UNA ESQUELA BAJO LA PUERTA
Ese papel provenía de una vida que quedó más allá del muro ya cubierto por las hojas secas de varios otoños que había levantado para encerrar los sucesos negados a sus recuerdos. Ella se había convertido en una mujer sin tristezas, rencores ni culpas; había aprendido a estar sola y reiniciado el camino hacia la vida.
Terminó de clausurarlos y selló las hendijas con la fuerza de su alma cuando llegó a ese pueblo del que no conocía siquiera el nombre, enamorada del lugar donde casi se besaba el cielo.
Esa esquela irrumpía ahora deslizándose como culebra bajo la puerta y traía la ponzoña que hacía estallar las memorias contenidas. “Te encontré”. Era él, conocía muy bien esa letra que alguna vez había escrito poemas de amor.
La Rusita y el Moncho fueron novios desde los diez años y su inocencia creyó valedero el compromiso de casarse que habían hecho en una ceremonia sin público, con una orquesta de zorzales y cortejo de margaritas. Ella quería ser maestra, él le prometió estudiar para ser abogado.
Cuando la urgencia de la sangre bullendo en sus cuerpos se manifestó con toda la fuerza, exploraron sus propios sentidos como juego de cachorros y se aventuraron juntos en territorios alucinantes con la audacia de quien no conoce los riesgos, disputándose el orgullo de ser el primero en atreverse. “Yo lo hice antes” se convirtió en la frase que imponía jerarquía.
Él le regaló un anillo que mamá polaca devolvió cuando se supo que había robado dinero a sus padres para comprarlo. Ese día, por imposición y disgusto, los violines dejaron de sonar para la Rusita que quiso atribuirse la primicia de la ruptura. Él, luego de amenazar “ Si me dejás te mato” , se abandonó al dolor, perdió su trabajo y vagó mal vestido por el barrio.
La vida que se deleita en devorar destinos los estaba torciendo a su antojo. Los padres de la Rusita partieron a un viaje sin retorno cuando el accidente se llevó el cariño y la contención que tanta falta le hacía. Ella no sabía vivir en soledad; buscó novio, se casó y una nueva vida se instaló en su vientre.
El Moncho, que cada tanto se colaba en sus sueños eróticos, ahora le producía lástima y trató de ayudar a su recuperación. Él retomó los estudios aunque aquello no fue más que la máscara que le permitió acercarse nuevamente, imaginando señales de ella que lo incitaban a requerir un amor que ya había sido olvidado.
El rechazo lo llevó a buscar en el alcohol alivio para su dolor. Luego no pudo frenar la avalancha y el alud lo sepultó en la droga aniquilando todo signo de cordura. Comenzó a decir que el hijo que la Rusita esperaba era suyo e intentó violarla. Su marido quiso defenderla y desató la tragedia que la dejó viuda.
Mientras el Moncho era detenido ella entró a la capilla, Dios no podía abandonarla. Sintió su ropa mojada y cayó en el primer banco. Luces encandilando sus ojos y pinchazos en los brazos. Perdió el sentido, luego el embarazo y finalmente la fe. Cuando se repuso dejó todo y partió en aquel tren sin rumbo.
El sol de ese atardecer, empujado por el viento del sur que traía el aire de los glaciares, se había acostado temprano para reponer las fuerzas que le permitirían calentar el día siguiente. Las nubes ocultaban la cara con moretones de la luna, cubriendo el pueblo con el luto de las desgracias.

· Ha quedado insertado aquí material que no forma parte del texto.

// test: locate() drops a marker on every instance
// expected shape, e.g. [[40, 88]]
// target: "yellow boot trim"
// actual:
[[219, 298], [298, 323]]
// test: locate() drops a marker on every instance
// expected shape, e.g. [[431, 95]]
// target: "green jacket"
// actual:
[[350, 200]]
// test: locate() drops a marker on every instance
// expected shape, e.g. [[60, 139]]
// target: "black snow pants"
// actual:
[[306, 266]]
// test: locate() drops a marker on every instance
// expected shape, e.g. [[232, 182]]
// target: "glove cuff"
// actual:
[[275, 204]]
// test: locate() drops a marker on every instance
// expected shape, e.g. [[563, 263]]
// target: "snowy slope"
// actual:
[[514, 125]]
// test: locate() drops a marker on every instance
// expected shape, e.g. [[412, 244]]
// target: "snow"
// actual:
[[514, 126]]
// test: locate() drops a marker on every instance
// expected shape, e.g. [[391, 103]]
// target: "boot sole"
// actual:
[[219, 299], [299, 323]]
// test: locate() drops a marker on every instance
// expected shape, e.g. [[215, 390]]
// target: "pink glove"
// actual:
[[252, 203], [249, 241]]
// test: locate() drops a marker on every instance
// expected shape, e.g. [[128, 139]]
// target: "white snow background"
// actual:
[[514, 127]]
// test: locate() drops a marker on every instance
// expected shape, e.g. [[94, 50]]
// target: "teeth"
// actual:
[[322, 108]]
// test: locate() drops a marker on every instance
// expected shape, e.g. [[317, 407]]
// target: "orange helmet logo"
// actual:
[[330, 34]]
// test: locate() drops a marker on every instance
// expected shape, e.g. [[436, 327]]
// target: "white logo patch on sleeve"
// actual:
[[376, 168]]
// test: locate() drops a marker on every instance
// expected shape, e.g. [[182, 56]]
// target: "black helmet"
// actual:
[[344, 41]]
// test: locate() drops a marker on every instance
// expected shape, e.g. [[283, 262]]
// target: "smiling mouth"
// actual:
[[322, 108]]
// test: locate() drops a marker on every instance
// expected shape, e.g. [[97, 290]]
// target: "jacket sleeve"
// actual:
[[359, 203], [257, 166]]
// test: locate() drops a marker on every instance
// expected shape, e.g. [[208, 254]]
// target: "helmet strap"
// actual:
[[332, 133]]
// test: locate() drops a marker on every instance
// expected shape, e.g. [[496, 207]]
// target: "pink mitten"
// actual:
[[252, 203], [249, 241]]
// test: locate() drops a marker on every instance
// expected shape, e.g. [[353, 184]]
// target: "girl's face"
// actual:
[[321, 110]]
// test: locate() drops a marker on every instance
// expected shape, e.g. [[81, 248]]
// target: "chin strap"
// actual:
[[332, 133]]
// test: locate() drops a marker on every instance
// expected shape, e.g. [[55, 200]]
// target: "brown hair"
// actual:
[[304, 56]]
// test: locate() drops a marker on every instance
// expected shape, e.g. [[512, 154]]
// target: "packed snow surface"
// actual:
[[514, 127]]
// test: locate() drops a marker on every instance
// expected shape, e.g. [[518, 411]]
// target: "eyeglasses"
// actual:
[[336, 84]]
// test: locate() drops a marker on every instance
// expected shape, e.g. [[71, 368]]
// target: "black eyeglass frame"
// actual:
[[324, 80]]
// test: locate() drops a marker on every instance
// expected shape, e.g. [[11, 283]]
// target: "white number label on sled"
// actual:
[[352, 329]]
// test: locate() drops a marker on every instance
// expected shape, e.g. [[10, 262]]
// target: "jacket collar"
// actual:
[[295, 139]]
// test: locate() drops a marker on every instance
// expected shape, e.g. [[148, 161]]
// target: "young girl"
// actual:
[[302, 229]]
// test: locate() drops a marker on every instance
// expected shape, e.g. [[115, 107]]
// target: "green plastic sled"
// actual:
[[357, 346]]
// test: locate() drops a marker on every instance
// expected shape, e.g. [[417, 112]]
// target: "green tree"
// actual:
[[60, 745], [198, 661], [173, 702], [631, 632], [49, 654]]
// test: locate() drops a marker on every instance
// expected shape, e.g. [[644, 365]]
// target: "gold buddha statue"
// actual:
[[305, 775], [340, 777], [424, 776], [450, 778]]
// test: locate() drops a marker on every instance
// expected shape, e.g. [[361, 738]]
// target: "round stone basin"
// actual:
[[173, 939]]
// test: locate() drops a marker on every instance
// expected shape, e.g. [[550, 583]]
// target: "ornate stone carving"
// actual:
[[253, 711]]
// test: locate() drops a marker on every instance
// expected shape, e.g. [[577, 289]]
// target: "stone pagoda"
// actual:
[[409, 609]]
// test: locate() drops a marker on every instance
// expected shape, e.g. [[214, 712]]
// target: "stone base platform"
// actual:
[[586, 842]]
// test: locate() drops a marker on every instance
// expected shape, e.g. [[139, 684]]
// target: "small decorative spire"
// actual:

Las sombras revivieron aquella expresión enajenada del Moncho gritando que únicamente sería de él. Estaba segura que vendría dispuesto a todo; debía encontrarla preparada para demostrarle una vez más quien era el primero en atreverse. Buscó la pistola que nunca había usado y la cargó antes de dejarla sobre la mesa.
No tuvo oportunidad de impacientarse, un ruido la alertó y pudo distinguir la figura del hombre que se acercaba a la puerta y se paraba frente a ella empuñando algo en su mano. La Rusita abrió de un tirón con el dedo en el gatillo y gritó “Yo te encontré antes” .
Un Moncho sonriente apoyaba su mano en el timbre. En la otra un ramo de claveles. La tarjeta decía “ Ramón Muñoz – Abogado”
La luna se asomó con curiosidad detrás de las nubes que se alejaban.